Экранизация, Фильм-спектакль |
Валерий Фокин |
1 января 2008 |
На экране идет снег. Снег падает, его словно засасывает в воронку, и двухметровая шинель, громоздящаяся посреди площадки, кажется этой самой воронкой. Снег медленный и подрагивающий, как в норштейновских мультфильмах. Вдруг из-за воротника шинели вылупляется, покачиваясь на тонкой шее, голова — плешивая старческая макушка с парой серых перышек. Кукольные стеклянные глаза обводят взглядом пустую сцену, и голова исчезает в недрах шинели.
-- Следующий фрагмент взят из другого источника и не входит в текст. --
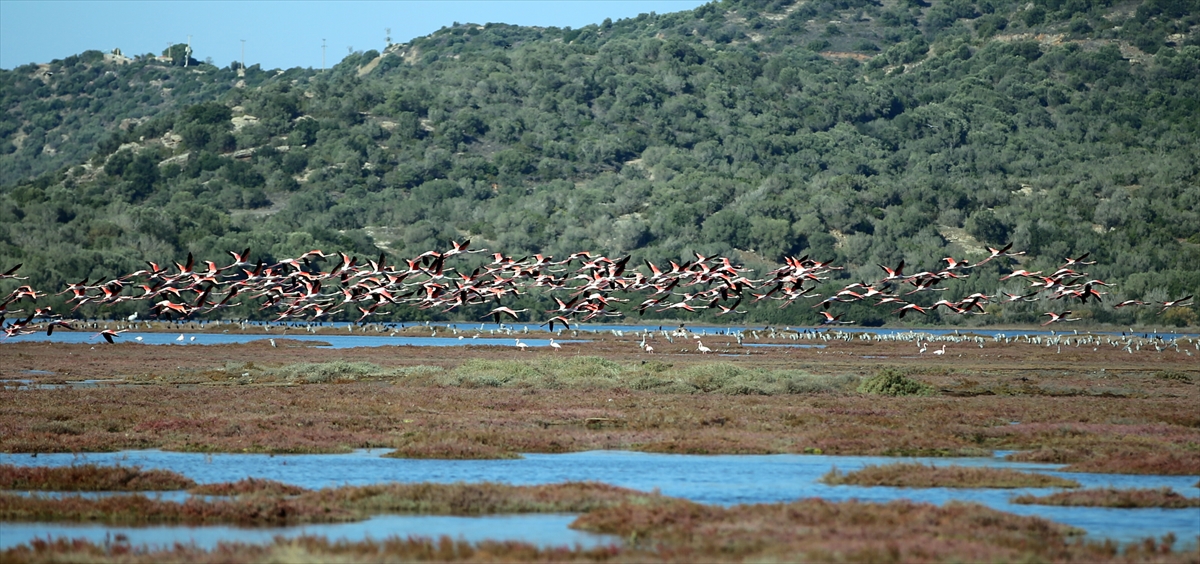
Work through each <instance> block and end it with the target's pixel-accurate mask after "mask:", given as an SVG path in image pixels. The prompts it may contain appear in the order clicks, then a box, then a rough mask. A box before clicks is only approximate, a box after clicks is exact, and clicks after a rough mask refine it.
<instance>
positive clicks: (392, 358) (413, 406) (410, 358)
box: [0, 334, 1200, 475]
mask: <svg viewBox="0 0 1200 564" xmlns="http://www.w3.org/2000/svg"><path fill="white" fill-rule="evenodd" d="M588 337H589V338H593V340H594V341H593V342H589V343H569V344H568V346H564V350H562V352H553V350H550V349H547V350H536V352H534V350H529V352H522V350H518V349H516V348H515V347H511V348H510V347H472V346H468V347H456V348H433V347H377V348H359V349H337V350H329V349H320V348H311V347H298V348H284V347H277V348H272V347H270V346H269V344H266V343H250V344H230V346H206V347H152V346H138V344H118V346H96V347H91V346H84V344H62V343H6V344H4V346H2V347H0V360H2V362H0V378H23V379H29V380H32V382H34V384H59V385H60V388H55V389H38V388H36V386H35V388H32V389H16V388H13V386H10V388H5V389H2V390H0V450H2V451H8V452H48V451H60V452H61V451H112V450H121V449H145V448H161V449H169V450H184V451H227V452H341V451H347V450H349V449H355V448H388V449H394V450H395V455H394V456H404V457H439V458H452V457H458V458H470V457H487V458H496V457H511V456H517V455H518V454H520V452H565V451H582V450H594V449H626V450H641V451H649V452H689V454H770V452H823V454H841V455H905V456H911V455H924V456H964V455H965V456H972V455H989V454H990V452H991V451H992V450H1016V451H1020V452H1018V454H1016V455H1014V457H1016V458H1019V460H1038V461H1045V462H1061V463H1068V464H1072V467H1069V468H1070V469H1087V470H1091V472H1111V473H1116V472H1126V473H1148V474H1176V475H1189V474H1193V475H1194V474H1200V449H1198V448H1196V445H1198V444H1200V413H1198V412H1196V409H1195V406H1196V404H1198V403H1200V386H1198V385H1196V382H1198V380H1200V368H1196V367H1195V361H1194V360H1193V359H1189V358H1187V356H1186V355H1183V354H1182V353H1177V352H1174V350H1165V352H1162V353H1157V352H1152V350H1150V352H1146V350H1142V352H1139V353H1138V354H1130V353H1126V352H1122V350H1110V349H1108V348H1100V349H1098V350H1097V352H1092V350H1091V349H1087V350H1080V349H1074V348H1072V349H1069V350H1068V349H1063V352H1062V353H1056V352H1055V350H1056V349H1054V348H1048V347H1039V346H1034V344H1028V343H1018V342H1014V343H1010V344H1003V343H992V342H991V341H988V342H986V344H985V346H984V347H983V348H979V347H978V346H974V344H971V346H950V347H948V348H947V354H944V355H942V356H938V358H931V356H928V355H920V354H918V353H917V350H916V349H914V347H912V344H911V343H898V342H872V341H863V340H853V341H838V340H832V341H829V342H828V343H824V344H826V348H824V349H788V348H762V349H760V348H755V349H749V348H738V344H737V343H736V342H734V341H733V338H732V337H716V336H709V337H706V344H708V346H710V347H713V348H714V349H716V350H722V349H725V350H731V352H734V353H737V354H739V355H740V356H725V358H714V356H713V355H704V354H700V353H696V352H695V347H694V346H692V343H691V342H690V341H689V342H686V343H676V344H674V346H673V348H672V346H671V344H670V343H666V342H662V341H659V342H656V343H655V346H656V348H658V349H659V350H660V353H655V354H646V353H643V352H641V349H640V348H638V347H637V343H636V340H632V338H625V340H620V338H617V337H613V336H612V335H607V334H600V335H588ZM677 341H680V340H677ZM725 341H730V342H728V343H726V342H725ZM781 343H786V342H781ZM668 353H670V354H668ZM30 370H37V371H44V372H49V374H43V373H41V372H38V373H35V374H30V373H26V371H30ZM1162 374H1174V377H1162ZM881 376H884V377H886V380H887V382H883V383H882V384H886V385H880V386H874V385H870V384H871V383H872V382H875V380H877V379H878V378H880V377H881ZM84 379H104V380H118V382H120V384H116V385H103V386H98V388H72V386H71V385H70V383H71V382H78V380H84ZM906 390H916V391H917V392H910V391H906Z"/></svg>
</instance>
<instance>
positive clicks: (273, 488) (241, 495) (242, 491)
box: [187, 478, 307, 496]
mask: <svg viewBox="0 0 1200 564" xmlns="http://www.w3.org/2000/svg"><path fill="white" fill-rule="evenodd" d="M306 491H307V490H305V488H302V487H300V486H293V485H290V484H283V482H280V481H275V480H262V479H258V478H245V479H241V480H238V481H223V482H220V484H203V485H199V486H193V487H190V488H187V493H191V494H196V496H299V494H301V493H304V492H306Z"/></svg>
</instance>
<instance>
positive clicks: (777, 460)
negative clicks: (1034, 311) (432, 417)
mask: <svg viewBox="0 0 1200 564" xmlns="http://www.w3.org/2000/svg"><path fill="white" fill-rule="evenodd" d="M384 452H386V451H385V450H374V451H367V450H361V451H355V452H352V454H346V455H281V456H270V455H239V454H215V455H202V454H190V452H164V451H157V450H146V451H126V452H103V454H85V455H71V454H42V455H38V456H37V457H36V458H35V457H32V456H31V455H12V454H0V463H6V464H18V466H66V464H73V463H96V464H107V466H110V464H122V466H140V467H143V468H145V469H155V468H161V469H170V470H175V472H179V473H180V474H184V475H186V476H188V478H191V479H193V480H196V481H197V482H200V484H209V482H222V481H236V480H240V479H244V478H247V476H253V478H259V479H269V480H277V481H282V482H286V484H295V485H299V486H304V487H308V488H322V487H331V486H341V485H370V484H379V482H388V481H396V482H424V481H428V482H458V481H462V482H481V481H494V482H505V484H516V485H536V484H556V482H563V481H582V480H595V481H602V482H606V484H613V485H617V486H624V487H631V488H635V490H642V491H653V490H655V488H656V490H659V491H661V492H662V493H664V494H666V496H673V497H680V498H686V499H691V500H695V502H700V503H707V504H719V505H731V504H742V503H775V502H790V500H794V499H802V498H810V497H818V498H823V499H829V500H848V499H859V500H868V502H890V500H894V499H911V500H916V502H929V503H935V504H944V503H947V502H949V500H955V499H958V500H966V502H977V503H980V504H984V505H988V506H991V508H995V509H998V510H1002V511H1009V512H1013V514H1018V515H1038V516H1042V517H1046V518H1050V520H1054V521H1057V522H1061V523H1066V524H1070V526H1074V527H1079V528H1082V529H1085V530H1087V532H1088V534H1090V535H1092V536H1094V538H1110V539H1115V540H1118V541H1123V542H1127V541H1134V540H1139V539H1142V538H1146V536H1162V535H1163V534H1166V533H1168V532H1174V533H1175V534H1176V535H1177V536H1178V538H1180V539H1181V541H1182V542H1192V544H1194V542H1195V535H1196V532H1198V530H1200V509H1172V510H1165V509H1109V508H1056V506H1044V505H1016V504H1012V503H1009V499H1010V498H1012V497H1015V496H1019V494H1022V493H1034V494H1045V493H1051V492H1054V491H1056V490H1052V488H1020V490H959V488H896V487H857V486H827V485H824V484H821V482H818V479H820V478H821V476H822V475H823V474H826V473H827V472H829V470H830V469H832V468H834V467H836V468H838V469H840V470H844V472H847V470H854V469H858V468H862V467H863V466H866V464H887V463H892V462H898V461H906V462H913V461H916V462H922V463H930V464H936V466H947V464H960V466H988V467H995V468H1012V469H1021V470H1036V472H1040V473H1045V474H1051V475H1060V476H1064V478H1069V479H1074V480H1076V481H1079V482H1080V484H1082V486H1084V487H1118V488H1132V487H1171V488H1174V490H1175V491H1177V492H1181V493H1183V494H1184V496H1196V488H1195V487H1194V485H1195V484H1196V479H1198V476H1147V475H1123V474H1087V473H1064V472H1058V470H1057V469H1058V468H1061V464H1040V463H1028V462H1008V461H1004V460H1002V458H1000V457H992V458H986V457H980V458H893V457H877V456H822V455H719V456H690V455H655V454H644V452H626V451H592V452H572V454H565V455H540V454H529V455H524V457H523V458H520V460H499V461H445V460H400V458H383V457H382V456H380V455H383V454H384ZM6 527H7V526H6Z"/></svg>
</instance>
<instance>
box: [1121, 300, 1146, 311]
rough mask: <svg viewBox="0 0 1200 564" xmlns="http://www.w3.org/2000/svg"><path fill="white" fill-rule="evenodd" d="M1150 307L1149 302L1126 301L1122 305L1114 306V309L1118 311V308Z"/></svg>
mask: <svg viewBox="0 0 1200 564" xmlns="http://www.w3.org/2000/svg"><path fill="white" fill-rule="evenodd" d="M1148 305H1150V302H1148V301H1141V300H1126V301H1122V302H1121V304H1117V305H1115V306H1112V308H1114V310H1116V308H1118V307H1126V306H1148Z"/></svg>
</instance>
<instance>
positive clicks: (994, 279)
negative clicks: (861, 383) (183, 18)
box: [0, 0, 1200, 324]
mask: <svg viewBox="0 0 1200 564" xmlns="http://www.w3.org/2000/svg"><path fill="white" fill-rule="evenodd" d="M1198 23H1200V2H1198V1H1194V0H1193V1H1169V0H1162V1H1145V2H1070V1H1060V0H1038V1H1034V2H1016V1H1002V0H1001V1H988V0H983V1H976V2H971V1H959V0H955V1H947V2H942V1H937V2H932V4H926V2H922V1H919V0H914V1H901V2H895V1H882V2H877V1H865V0H838V1H823V2H812V1H808V2H805V1H802V2H790V1H784V0H778V1H750V0H748V1H726V2H715V4H710V5H706V6H702V7H700V8H697V10H694V11H688V12H678V13H670V14H643V16H640V17H637V18H631V19H624V20H619V22H604V23H601V24H596V25H589V26H587V28H582V29H557V28H546V29H541V28H521V26H511V25H504V24H487V25H474V24H455V25H454V26H448V28H444V29H442V30H439V31H437V32H434V34H432V35H430V36H427V37H421V38H418V40H414V41H413V42H410V43H406V44H396V46H392V47H391V48H389V49H388V50H386V52H384V53H382V54H380V53H377V52H373V50H372V52H366V53H356V54H354V55H352V56H349V58H347V59H346V60H343V61H342V62H341V64H340V65H337V66H336V67H334V68H332V70H330V71H326V72H318V71H313V70H300V68H295V70H290V71H287V72H283V71H262V70H259V68H257V67H251V68H247V70H246V72H245V76H244V77H240V76H239V72H238V70H236V68H233V67H226V68H217V67H215V66H211V65H203V64H200V65H198V66H197V67H188V68H182V67H178V66H172V65H169V64H166V62H161V61H157V60H152V59H148V58H142V59H139V60H134V61H132V62H128V64H124V65H118V64H115V62H107V61H104V60H103V58H102V56H101V58H97V56H96V55H97V54H96V53H95V52H89V53H85V54H83V55H79V56H77V58H70V59H67V60H64V61H54V62H52V64H49V65H48V66H44V67H41V66H25V67H19V68H17V70H14V71H2V72H0V97H2V100H4V103H5V108H8V110H7V112H6V113H5V114H4V116H2V121H0V152H2V154H5V155H2V156H0V184H2V187H0V269H5V268H7V266H8V265H12V264H16V263H24V266H23V270H22V274H24V275H29V276H30V281H29V283H32V284H34V286H35V287H38V288H42V289H48V290H58V289H61V288H62V287H64V284H65V283H66V282H68V281H70V282H74V281H78V280H80V278H84V277H90V278H95V277H101V276H107V277H112V276H116V275H120V274H124V272H130V271H132V270H136V269H138V268H140V266H142V265H143V260H146V259H150V260H158V262H163V260H172V259H181V257H182V256H184V254H186V253H187V252H194V253H196V254H197V257H198V258H202V259H212V260H217V262H223V260H224V259H226V254H224V251H228V250H241V248H244V247H246V246H250V247H252V250H253V254H254V257H256V259H257V258H259V257H262V258H265V259H268V260H271V259H280V258H286V257H295V256H299V254H301V253H304V252H306V251H310V250H312V248H323V250H325V251H346V252H353V253H359V254H377V253H378V252H380V251H386V252H388V253H389V254H391V256H394V257H397V259H398V257H412V256H416V254H419V253H421V252H424V251H427V250H431V248H444V247H446V246H448V245H449V241H450V240H463V239H470V240H472V241H473V246H474V247H487V248H491V250H494V251H502V252H504V253H508V254H512V256H521V254H524V253H535V252H541V253H548V254H553V256H556V257H562V258H565V256H568V254H570V253H571V252H575V251H580V250H590V251H595V252H601V253H608V254H610V256H618V254H619V256H624V254H632V256H634V258H635V260H640V259H643V258H647V259H650V260H654V262H660V263H661V262H665V260H668V259H680V258H690V257H691V256H692V254H691V253H692V251H698V252H701V253H706V254H708V253H716V254H725V256H730V257H734V258H740V260H742V262H744V263H745V264H748V265H749V266H751V268H754V269H756V270H757V271H758V272H763V271H766V270H769V269H770V268H772V265H773V264H775V263H779V262H781V260H782V258H784V257H785V256H798V254H810V256H812V257H814V258H817V259H822V260H824V259H832V260H835V262H836V263H838V264H840V265H844V266H846V270H844V271H841V272H842V275H844V278H842V280H834V281H829V282H828V283H827V284H829V286H830V287H833V286H834V284H836V288H840V287H841V286H845V284H846V283H848V282H853V281H871V280H876V278H878V277H880V275H881V274H882V270H881V269H880V268H878V266H877V264H886V265H894V264H896V263H899V262H900V260H905V262H906V264H908V265H910V269H911V270H912V271H917V270H932V269H937V268H940V266H942V265H943V264H944V263H941V258H942V257H947V256H953V257H958V258H972V259H978V258H983V257H985V256H986V254H988V252H986V248H985V246H988V245H991V246H1000V245H1002V244H1004V242H1008V241H1012V242H1013V244H1014V250H1019V251H1026V252H1027V254H1026V256H1025V257H1021V258H1020V260H1021V262H1020V263H1019V265H1018V263H1014V262H1008V263H1007V265H1006V263H1001V262H998V260H997V262H994V263H991V264H989V265H988V266H985V268H982V269H978V274H977V275H976V276H972V277H971V278H968V280H964V281H955V282H954V283H952V284H949V287H950V290H949V292H947V294H954V298H959V296H961V295H966V294H970V293H972V292H988V293H991V292H995V290H997V289H1008V290H1010V292H1018V293H1019V292H1020V288H1021V287H1022V286H1024V283H1020V284H1013V286H998V284H1000V283H998V282H997V278H998V276H997V275H1000V274H1003V272H1006V271H1008V270H1009V269H1013V268H1025V269H1030V270H1050V271H1052V270H1054V269H1055V268H1056V266H1057V265H1058V264H1061V263H1062V259H1063V258H1064V257H1068V256H1069V257H1075V256H1079V254H1082V253H1085V252H1090V253H1091V257H1092V258H1093V259H1097V260H1098V264H1096V265H1093V266H1090V269H1088V271H1090V272H1091V275H1092V276H1094V277H1097V278H1103V280H1105V281H1108V282H1110V283H1115V284H1116V288H1112V289H1110V292H1111V295H1110V296H1108V298H1109V300H1110V301H1111V302H1115V301H1118V300H1120V299H1134V298H1139V299H1146V300H1154V301H1163V300H1166V299H1172V298H1177V296H1181V295H1184V294H1190V293H1196V294H1200V268H1198V266H1196V265H1200V96H1198V95H1196V92H1200V30H1198V28H1196V24H1198ZM200 55H203V54H200ZM47 70H49V71H50V72H52V73H50V74H47ZM122 125H124V127H122ZM46 148H50V149H52V150H53V154H50V151H47V150H46ZM635 264H636V263H635ZM836 288H835V289H834V292H835V290H836ZM0 289H7V287H4V288H0ZM827 295H828V293H827ZM938 298H941V296H938ZM938 298H931V299H930V301H932V300H934V299H938ZM1088 307H1090V308H1088V310H1087V312H1086V316H1087V317H1092V318H1094V319H1096V320H1100V322H1109V323H1121V324H1128V323H1163V319H1162V318H1156V316H1154V312H1153V311H1150V310H1142V311H1141V312H1140V313H1139V312H1130V311H1128V310H1114V308H1111V306H1110V305H1103V306H1100V305H1097V306H1088ZM846 308H847V310H848V311H850V313H848V317H850V318H854V319H859V320H862V322H864V323H883V322H884V320H888V316H887V314H886V313H881V312H878V311H875V310H872V308H870V307H869V306H866V305H856V306H846ZM542 310H544V307H542ZM802 310H803V311H802ZM85 311H86V310H85ZM115 311H116V312H121V311H122V310H115ZM485 311H486V310H485ZM240 313H241V314H247V316H248V314H251V312H250V311H248V310H247V311H245V312H240ZM996 313H1000V312H996ZM1002 313H1003V314H994V316H979V317H971V318H970V319H964V318H960V317H954V318H938V317H937V316H930V317H929V318H928V319H920V322H934V323H938V322H940V323H971V324H979V323H1027V322H1031V320H1034V319H1038V317H1039V316H1040V313H1042V310H1038V308H1037V307H1034V306H1033V305H1028V306H1027V307H1021V306H1019V307H1012V308H1004V310H1003V312H1002ZM398 314H400V316H416V313H414V312H404V311H400V312H398ZM421 314H426V312H421ZM473 316H474V317H478V312H475V311H473V310H468V311H467V314H464V317H466V318H468V319H469V318H472V317H473ZM815 318H816V314H815V313H814V310H811V308H809V307H792V308H787V310H779V308H776V307H775V306H773V305H763V306H761V307H757V308H752V310H751V311H750V313H749V314H748V316H746V319H748V320H749V322H755V323H758V322H762V323H790V324H799V323H811V322H812V320H814V319H815ZM1195 319H1196V316H1195V311H1184V312H1182V313H1180V314H1176V316H1174V317H1172V318H1171V319H1170V320H1169V323H1176V324H1187V323H1195Z"/></svg>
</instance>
Через некоторое время внизу, между полами, как в проеме занавеса, появляется сам старичок, выписывает круги на полусогнутых: «Кхе-хе-хе». Усаживается на канцелярскую скамеечку, вынимает из-за пазухи перо, причесывает им волоски на голове. Выводит на бумаге, настраивается: «Ми-ми-ми… Ми-ла-стивый гас-падин…»
Марина Неелова играет Акакия Акакиевича Башмачкина в спектакле по гоголевской «Шинели». Почти год назад этой «Шинелью» открылся новый, по сути, театр — Другая сцена московского «Современника», выстроенная для новаций. Первым новатором пригласили Валерия Фокина, чей Мейерхольдовский центр такими экспериментами и занимается. Идея дать Нееловой сыграть Башмачкина принадлежит ее другу Юрию Росту, и это отличная идея — о ней было известно давно, и спектакля ждали.
Дар Нееловой к травестии — комический по природе дар — поддерживается ее трагедийным строгим темпераментом: редкостное сочетание качеств. Она ни на секунду не впадает в раж, ни в одном жесте не перебирает, играя не свой возраст, — стоит вспомнить обе ее роли в «Сладкоголосой птице юности», стареющей кинодивы и усохшей до срока невесты. Башмачкин в исполнении Нееловой — грандиозный аттракцион. Узнать большую актрису в крохотном старике, что бережет силы для каждого движения, невозможно, между ней и ролью нет ни одной щели.
Дар Фокина, в свою очередь, заключается в умении заворожить, заморочить зрителя мистическим маревом вздохов, заполошных вскрикиваний, мелькающими по стенам тенями. «Шинель», видать, тянули за полы в разные стороны. Нееловой очень хочется сыграть саму историю несчастного Башмачкина, прожить ее до соснового гроба, но Фокин в вопросе психологии и человеческих историй не профессор. В его сочинении, как обычно, темные фигуры бродят по галереям над головами зрителей, мечутся по экрану тени, голосят артисты ансамбля «Сирин» Андрея Котова и чудит со звуками и шумами Александр Бакши. Старая рыжая шинель, служившая в начале Башмачкину домом, оборачивается у Фокина в финале гробом. Но по-настоящему фокинская (и гоголевская) тема должна бы начинаться там, где заканчивается спектакль, — за гробом, когда у Калинкина моста появляется мертвец, хватая прохожих за воротники. К консенсусу стороны могли бы прийти, когда б остановили спектакль на двадцатой минуте — тогда о нем, как о «Шинели» Норштейна, можно было бы продолжать мечтать, рассказывая знакомым: «Гениальное начало!»